In the trailer of “German Soul” he mentions his grandmother died prematurely of a stroke and reiterated on a phone call with PCD his grandfather and father have also suffered digestive issues their whole lives. He hopes the documentary can become an educational opportunity for people to weigh their own outcomes and shape their own beliefs.
Yet, he also wants to highlight historical implications, as the foods grown and prepared in the South were influenced by settlers. Some brought in royal dishes, Robinson said, like fried chicken; he called it a staple of Austria that “only aristocrats could eat it.”
“Just connecting all of this shifts everything — it makes the South a multi-lingual place, a multi-ethnic place, a place where you have all these different European immigrants, all these West and Central African people coming, indigenous people were already here — you have a much richer history to dive into. But it’s all been flattened.”
During his research he found that though Germans immigrated to the South and did own slaves, it was at a lower rate than the English and Scottish.
“Especially when they were in German communities,” Robinson said. “However, when they were a smaller proportion of the population, they tended to follow the plantation model of their neighbors. In the Dutch Fork community in South Carolina, when German and Swiss people enslaved folks, they tended to do in it pairs — where the enslaved woman would serve the wife and the enslaved man would serve the husband.”
The filmmaking crew have received some grant funding to complete the documentary, including from the Filmed in NC awards given out during the 2024 Cucalorus Film Festival.
According to Cucalorus director Dan Brawley “German Soul” is a good example of how the festival and its foundation builds relationships with artists from start to finish when it comes to creating new works.
“Works-in-progress events give audiences a chance to take a peek into the process which is always fun,” Brawley said. “It also gives people a connection to a project so that when it pops up again down the road, you feel invested. And I guess that’s really at the core of the Cucalorus community: long-term investment in creative success for artists.”
Robinson added “German Soul” is also self-funded. He hopes to have the documentary completed by next year, but there needs to be more travel done to Austria and Switzerland and back to Nigeria.
“This story is across the world,” he said. “We tend to think of the South as a contained place. But the South has always been a part of the world, influenced by and influencing others.”
At Cucalorus, the live documentary will have Robinson narrating his findings, as images of his travels screen and he plays music with Justin Harrington (Giddens’ nephew). An MC, banjoist and bones player, Harrington goes by “Demeanor” and blends hip-hop with American roots music.
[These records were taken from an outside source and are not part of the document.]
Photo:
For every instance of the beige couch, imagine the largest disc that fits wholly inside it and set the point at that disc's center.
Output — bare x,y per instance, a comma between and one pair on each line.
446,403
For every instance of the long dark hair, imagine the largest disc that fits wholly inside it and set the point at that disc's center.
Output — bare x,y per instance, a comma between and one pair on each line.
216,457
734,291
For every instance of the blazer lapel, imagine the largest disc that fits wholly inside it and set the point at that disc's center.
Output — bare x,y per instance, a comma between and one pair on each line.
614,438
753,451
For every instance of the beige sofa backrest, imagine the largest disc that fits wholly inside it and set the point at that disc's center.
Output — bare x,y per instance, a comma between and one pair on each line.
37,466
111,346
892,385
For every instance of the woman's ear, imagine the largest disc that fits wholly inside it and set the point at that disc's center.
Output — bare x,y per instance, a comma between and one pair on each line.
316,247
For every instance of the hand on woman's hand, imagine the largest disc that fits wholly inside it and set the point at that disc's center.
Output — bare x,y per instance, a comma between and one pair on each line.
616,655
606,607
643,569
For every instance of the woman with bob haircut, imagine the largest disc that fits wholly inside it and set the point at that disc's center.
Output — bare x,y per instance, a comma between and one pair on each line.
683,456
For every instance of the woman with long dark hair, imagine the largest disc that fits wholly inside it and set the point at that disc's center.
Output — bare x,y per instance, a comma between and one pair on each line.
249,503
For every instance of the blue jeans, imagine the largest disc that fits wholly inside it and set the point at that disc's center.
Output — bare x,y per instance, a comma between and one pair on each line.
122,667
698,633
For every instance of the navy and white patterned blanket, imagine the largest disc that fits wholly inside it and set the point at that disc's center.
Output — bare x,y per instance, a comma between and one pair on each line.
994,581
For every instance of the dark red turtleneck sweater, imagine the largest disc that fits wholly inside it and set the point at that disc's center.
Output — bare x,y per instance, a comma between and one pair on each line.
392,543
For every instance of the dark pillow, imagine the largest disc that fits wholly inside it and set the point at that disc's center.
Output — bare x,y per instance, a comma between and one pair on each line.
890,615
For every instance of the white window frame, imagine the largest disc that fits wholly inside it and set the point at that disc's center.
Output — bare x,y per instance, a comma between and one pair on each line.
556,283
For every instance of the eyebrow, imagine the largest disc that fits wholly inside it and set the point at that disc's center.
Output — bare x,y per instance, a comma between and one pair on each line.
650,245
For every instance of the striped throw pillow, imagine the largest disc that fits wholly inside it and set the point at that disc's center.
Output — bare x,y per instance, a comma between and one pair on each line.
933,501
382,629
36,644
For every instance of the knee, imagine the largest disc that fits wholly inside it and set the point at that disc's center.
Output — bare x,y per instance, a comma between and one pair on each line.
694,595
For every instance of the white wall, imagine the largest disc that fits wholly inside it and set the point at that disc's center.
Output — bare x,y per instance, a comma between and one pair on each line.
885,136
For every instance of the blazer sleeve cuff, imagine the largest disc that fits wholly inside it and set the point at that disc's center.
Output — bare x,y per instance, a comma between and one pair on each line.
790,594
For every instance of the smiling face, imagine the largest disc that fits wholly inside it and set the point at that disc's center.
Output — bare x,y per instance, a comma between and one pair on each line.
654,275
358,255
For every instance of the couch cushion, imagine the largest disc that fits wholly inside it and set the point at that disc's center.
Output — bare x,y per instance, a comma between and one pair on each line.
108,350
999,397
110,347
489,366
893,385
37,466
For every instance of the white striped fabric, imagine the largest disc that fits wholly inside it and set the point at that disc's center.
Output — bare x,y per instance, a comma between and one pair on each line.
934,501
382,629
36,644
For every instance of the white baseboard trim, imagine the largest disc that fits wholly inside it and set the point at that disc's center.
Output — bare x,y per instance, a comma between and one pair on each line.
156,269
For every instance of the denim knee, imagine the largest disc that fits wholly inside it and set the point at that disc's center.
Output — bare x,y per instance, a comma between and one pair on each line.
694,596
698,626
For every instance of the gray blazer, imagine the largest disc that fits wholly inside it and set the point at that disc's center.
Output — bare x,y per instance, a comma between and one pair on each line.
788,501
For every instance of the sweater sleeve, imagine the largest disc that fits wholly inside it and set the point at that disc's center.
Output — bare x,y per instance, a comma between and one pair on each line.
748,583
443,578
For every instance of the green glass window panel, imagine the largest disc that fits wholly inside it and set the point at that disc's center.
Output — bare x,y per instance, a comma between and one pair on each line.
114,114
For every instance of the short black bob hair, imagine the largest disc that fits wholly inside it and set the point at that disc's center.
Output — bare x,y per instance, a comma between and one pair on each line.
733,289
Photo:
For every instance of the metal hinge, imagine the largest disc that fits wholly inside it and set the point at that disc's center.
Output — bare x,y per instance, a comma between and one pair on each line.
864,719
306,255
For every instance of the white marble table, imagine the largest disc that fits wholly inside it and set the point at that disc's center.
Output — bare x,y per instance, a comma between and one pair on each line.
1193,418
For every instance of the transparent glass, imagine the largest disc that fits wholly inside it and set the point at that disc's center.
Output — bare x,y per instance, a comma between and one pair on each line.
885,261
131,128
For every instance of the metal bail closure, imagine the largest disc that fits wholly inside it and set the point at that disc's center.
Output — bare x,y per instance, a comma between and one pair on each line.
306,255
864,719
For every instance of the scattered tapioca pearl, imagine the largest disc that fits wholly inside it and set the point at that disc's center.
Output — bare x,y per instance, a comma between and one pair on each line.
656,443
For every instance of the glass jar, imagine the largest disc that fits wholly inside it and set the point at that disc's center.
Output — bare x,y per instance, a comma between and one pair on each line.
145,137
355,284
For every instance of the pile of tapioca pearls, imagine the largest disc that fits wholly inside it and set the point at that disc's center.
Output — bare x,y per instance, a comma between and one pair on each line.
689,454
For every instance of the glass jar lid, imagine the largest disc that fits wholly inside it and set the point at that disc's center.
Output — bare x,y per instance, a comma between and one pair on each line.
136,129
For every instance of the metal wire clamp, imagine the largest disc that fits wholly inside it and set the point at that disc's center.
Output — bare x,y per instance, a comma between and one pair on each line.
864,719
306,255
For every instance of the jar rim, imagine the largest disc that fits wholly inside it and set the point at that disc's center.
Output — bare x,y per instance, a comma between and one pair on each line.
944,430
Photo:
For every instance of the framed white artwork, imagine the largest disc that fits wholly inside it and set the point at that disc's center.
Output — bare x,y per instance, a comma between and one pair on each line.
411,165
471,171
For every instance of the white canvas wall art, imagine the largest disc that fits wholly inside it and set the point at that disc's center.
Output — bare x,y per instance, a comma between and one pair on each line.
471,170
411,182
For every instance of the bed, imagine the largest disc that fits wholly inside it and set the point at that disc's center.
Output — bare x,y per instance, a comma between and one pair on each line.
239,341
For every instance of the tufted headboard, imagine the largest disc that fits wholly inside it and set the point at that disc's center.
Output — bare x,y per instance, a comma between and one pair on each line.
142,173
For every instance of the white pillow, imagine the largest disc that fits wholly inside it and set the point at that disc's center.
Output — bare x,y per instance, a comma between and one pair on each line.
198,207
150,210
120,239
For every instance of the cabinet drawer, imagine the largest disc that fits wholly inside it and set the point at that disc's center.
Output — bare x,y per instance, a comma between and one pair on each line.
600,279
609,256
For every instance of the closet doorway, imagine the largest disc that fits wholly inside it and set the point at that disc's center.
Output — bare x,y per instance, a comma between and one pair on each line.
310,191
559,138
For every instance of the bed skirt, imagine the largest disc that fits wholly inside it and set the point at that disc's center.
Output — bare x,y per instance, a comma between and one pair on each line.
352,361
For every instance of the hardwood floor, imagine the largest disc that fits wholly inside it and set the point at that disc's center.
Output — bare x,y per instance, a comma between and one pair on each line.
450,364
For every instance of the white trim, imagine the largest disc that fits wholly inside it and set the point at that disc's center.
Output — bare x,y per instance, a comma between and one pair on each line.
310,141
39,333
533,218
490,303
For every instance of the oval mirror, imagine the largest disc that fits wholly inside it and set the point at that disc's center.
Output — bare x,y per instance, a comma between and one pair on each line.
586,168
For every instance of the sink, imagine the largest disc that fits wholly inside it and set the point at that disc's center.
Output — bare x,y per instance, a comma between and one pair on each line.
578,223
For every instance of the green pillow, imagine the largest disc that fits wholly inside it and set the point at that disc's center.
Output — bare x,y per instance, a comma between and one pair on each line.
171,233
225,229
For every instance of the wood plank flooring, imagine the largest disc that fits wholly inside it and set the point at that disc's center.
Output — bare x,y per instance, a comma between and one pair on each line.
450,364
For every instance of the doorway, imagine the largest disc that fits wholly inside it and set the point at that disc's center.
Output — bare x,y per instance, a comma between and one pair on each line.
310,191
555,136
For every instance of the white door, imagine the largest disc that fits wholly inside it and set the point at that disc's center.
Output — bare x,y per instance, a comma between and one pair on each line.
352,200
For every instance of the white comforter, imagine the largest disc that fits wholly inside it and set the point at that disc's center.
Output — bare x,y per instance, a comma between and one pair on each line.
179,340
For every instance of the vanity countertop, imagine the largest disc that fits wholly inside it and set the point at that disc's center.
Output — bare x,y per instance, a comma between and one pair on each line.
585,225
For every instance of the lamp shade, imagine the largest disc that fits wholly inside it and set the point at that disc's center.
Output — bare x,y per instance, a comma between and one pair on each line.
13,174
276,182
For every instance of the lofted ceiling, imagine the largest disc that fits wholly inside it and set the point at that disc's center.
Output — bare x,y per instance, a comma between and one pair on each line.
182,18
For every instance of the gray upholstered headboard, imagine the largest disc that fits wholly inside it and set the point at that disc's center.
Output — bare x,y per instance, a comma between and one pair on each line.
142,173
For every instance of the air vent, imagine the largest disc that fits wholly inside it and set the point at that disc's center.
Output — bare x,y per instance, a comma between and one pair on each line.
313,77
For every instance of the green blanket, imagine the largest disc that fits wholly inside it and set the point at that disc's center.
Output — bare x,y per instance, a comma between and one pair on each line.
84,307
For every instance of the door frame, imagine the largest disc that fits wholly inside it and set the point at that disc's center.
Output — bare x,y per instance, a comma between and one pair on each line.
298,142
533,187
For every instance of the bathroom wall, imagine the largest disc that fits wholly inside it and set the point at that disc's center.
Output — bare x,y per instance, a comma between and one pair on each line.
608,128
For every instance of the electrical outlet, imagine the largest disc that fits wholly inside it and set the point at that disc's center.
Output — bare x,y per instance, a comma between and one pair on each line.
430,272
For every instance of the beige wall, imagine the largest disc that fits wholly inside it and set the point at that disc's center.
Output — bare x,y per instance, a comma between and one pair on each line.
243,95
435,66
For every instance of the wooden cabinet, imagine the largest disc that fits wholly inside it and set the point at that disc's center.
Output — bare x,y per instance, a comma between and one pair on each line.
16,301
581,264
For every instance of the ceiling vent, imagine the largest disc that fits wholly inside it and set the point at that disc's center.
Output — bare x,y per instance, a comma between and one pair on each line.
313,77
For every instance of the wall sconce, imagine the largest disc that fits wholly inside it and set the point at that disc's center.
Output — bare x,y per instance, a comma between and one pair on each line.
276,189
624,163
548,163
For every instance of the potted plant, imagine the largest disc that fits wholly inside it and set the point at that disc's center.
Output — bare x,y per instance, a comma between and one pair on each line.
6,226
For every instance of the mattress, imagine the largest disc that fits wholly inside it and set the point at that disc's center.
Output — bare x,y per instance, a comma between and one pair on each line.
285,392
Chef Adé Carrena, known for blending West African flavors with North Carolina ingredients, is serving bites as well and the audience will engage in a question-and-answer session afterward. Brawley called it the perfect example of an “expanded cinema experience,” one not replicated elsewhere.
Robinson agreeed: “When everyone is seeing the same thing at the same time, you get a community event.”
The live documentary is screening for the third time — the first two happened in Durham, where Robinson lives today. But all are different because new information is constantly coming to light and being presented as Robinson continues his research. He explained Friday’s performance as a meta experience, really; crews will be there to film the live doc, with footage that could make it into the final cut.
But what he has taken away from these screenings has been more eye-opening and mind-widening. Audiences have embraced his research, while also showing a greater representation of growth and diversity in his home state: “This is a very different North Carolina than what I grew up in and I’m glad for it.”